On Saturday, Britain lowered its official terrorism threat level from “critical” to “severe” after police said they had dismantled a large part of Abedi’s network.
Police have released surveillance-camera images of Abedi on the night of the attack and appealed for more information about his final days. They say he returned to Britain from Libya on May 18, and likely completed assembling his bomb at a rented apartment in central Manchester.
The images show Abedi in the hours before the attack, wearing sneakers, jeans, a dark jacket and a baseball cap. The straps of a knapsack are visible on his shoulders.
Security remained high at major events across Britain on Sunday, including the Great Manchester Run road race, where police armed with submachine guns protected participants and spectators.

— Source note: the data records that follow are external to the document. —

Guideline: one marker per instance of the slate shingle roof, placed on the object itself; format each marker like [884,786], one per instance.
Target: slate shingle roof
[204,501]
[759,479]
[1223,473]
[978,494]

The government is facing criticism after acknowledging that Abedi was on security services’ radar, but wasn’t a major focus of investigation.
Rudd said Sunday that intelligence agencies were monitoring 3,000 suspected extremists and had a wider pool of 20,000 people of interest.
“I would not rush to conclusions ... that they have somehow missed something,” Rudd said.
The family of one victim, 18-year-old Georgina Callander, said her life had been cut short by “evil, evil men prepared to ruin lives and destroy families.”
“I wish I could say that Georgina is one of the last to die in this way but unless our government opens its eyes we know we are only another in a long line of parents on a list that continues to grow,” the family said in a statement released through Greater Manchester Police.